Although these conflicts have been well articulated in the literature, relatively little work has been directed at addressing them head-on. Toward this end, it may be useful to consider new models that focus on playing to employee strengths and accepting that everyone has limitations within bounds rather than imposing requirements to provide developmental feedback and improve performance areas that may not be easily addressed. Similarly, we know that organizations are becoming flatter and more work is being executed collaboratively through matrixed, cross-functional teams (CEB 2012). Although the importance of teams in executing work has been discussed extensively, relatively few organizations have implemented team-based PM processes. However, it may be more productive for managers to start thinking in terms of the collection of skills and characteristics they need to execute their work programs and strategies for managing performance that are more team-based. These ideas are not to suggest that individual performance be forgotten or poor performance be tolerated, but there may be room to shift our thinking to models that would better support the human and practical realities of the imperfect performers in the workplace that collectively need to get a job done. Pink (2009) and Rock (2008) have both offered several ideas that may hold promise for reducing conflict between PM requirements and how managers and employees naturally engage in work.

A final area that seems promising for future work is more rigorous definition of the context in which PM occurs and identification of which context factors matter most for effective PM process and practice. Beyond political, social, and practical factors that impact ratings, Church et al. (2015) have gone a step further in suggesting that different PM processes may be required to account for the different contexts that exist within an organization. For example, differences in work requirements, complexity, goals, and levels, among many other factors, may have important implications for PM design. Designers of talent management systems are beginning to use context factors directly to fine-tune talent management practices and decisions. In the leadership area, for example, defining the context in which leaders need to perform enables matching leaders to different roles with substantially higher predictive accuracy than when context factors are not considered (CEB 2017). Thus, a final area for future research is to define and test the impact of a fuller set of contextual factors on PM effectiveness and potentially leverage these insights directly to more systematically design future processes that are best fit to the contextual factors that are most important in a given situation. Key conclusions regarding the current status of performance management research and practice are summarized (see sidebar Summary: Performance Management).
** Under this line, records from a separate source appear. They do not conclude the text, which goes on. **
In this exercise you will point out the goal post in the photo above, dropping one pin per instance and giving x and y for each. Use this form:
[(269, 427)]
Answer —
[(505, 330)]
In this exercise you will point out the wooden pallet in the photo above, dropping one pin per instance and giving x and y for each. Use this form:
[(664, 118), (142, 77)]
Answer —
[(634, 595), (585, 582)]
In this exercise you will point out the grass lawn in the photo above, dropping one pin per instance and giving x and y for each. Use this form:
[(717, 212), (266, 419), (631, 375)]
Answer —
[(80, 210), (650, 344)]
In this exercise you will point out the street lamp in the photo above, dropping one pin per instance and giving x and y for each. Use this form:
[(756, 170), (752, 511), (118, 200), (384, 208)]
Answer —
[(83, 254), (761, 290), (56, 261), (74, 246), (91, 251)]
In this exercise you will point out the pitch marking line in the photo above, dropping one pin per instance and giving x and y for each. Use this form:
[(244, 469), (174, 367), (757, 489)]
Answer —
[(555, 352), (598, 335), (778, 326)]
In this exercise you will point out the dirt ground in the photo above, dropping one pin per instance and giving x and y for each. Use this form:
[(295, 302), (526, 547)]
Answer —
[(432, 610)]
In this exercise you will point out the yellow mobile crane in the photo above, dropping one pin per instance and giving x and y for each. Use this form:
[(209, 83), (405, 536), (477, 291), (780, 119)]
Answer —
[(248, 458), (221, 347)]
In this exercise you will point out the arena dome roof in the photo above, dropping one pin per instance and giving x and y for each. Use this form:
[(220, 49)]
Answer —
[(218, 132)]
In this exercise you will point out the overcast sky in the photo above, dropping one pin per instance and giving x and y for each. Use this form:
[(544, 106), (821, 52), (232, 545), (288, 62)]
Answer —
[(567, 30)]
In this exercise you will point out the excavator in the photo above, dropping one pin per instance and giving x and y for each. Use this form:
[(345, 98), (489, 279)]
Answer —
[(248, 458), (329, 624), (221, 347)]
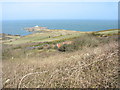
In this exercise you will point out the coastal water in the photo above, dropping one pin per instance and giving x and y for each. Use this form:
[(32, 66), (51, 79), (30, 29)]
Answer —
[(17, 26)]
SUMMARY: PERFORMANCE MANAGEMENT

Below is a summary of our current conclusions regarding performance management (PM) based on research and practice to date:

▪ Formal PM processes disengage employees, cost millions, and have no impact on performance.

▪ Formal systems can be streamlined but should not be eliminated without robust informal processes.
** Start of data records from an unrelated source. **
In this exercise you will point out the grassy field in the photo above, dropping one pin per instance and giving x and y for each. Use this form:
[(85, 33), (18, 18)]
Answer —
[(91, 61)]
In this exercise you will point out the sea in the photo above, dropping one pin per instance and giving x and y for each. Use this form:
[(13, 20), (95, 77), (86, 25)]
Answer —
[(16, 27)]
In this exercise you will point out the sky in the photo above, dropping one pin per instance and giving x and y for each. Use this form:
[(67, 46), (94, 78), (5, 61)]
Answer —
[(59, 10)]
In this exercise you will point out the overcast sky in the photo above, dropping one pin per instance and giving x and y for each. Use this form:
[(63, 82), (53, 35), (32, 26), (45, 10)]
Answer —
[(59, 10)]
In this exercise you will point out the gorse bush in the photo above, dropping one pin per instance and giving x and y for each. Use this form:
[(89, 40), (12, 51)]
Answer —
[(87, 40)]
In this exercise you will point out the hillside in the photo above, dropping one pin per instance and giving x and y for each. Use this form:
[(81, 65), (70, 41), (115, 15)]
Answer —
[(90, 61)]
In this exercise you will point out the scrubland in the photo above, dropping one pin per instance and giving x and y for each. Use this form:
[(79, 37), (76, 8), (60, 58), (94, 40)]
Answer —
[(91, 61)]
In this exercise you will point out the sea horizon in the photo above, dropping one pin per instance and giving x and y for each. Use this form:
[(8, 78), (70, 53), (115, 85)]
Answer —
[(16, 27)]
▪ Informal day-to-day PM behaviors enable performance but take time and effort to embed.

▪ Future research should investigate new PM models that leverage neuroscience, are strength-based, and focus on team performance.

▪ The impact of context factors on the design and effectiveness of PM should be further evaluated.

 

The authors are not aware of any affiliations, memberships, funding, or financial holdings that might be perceived as affecting the objectivity of this review.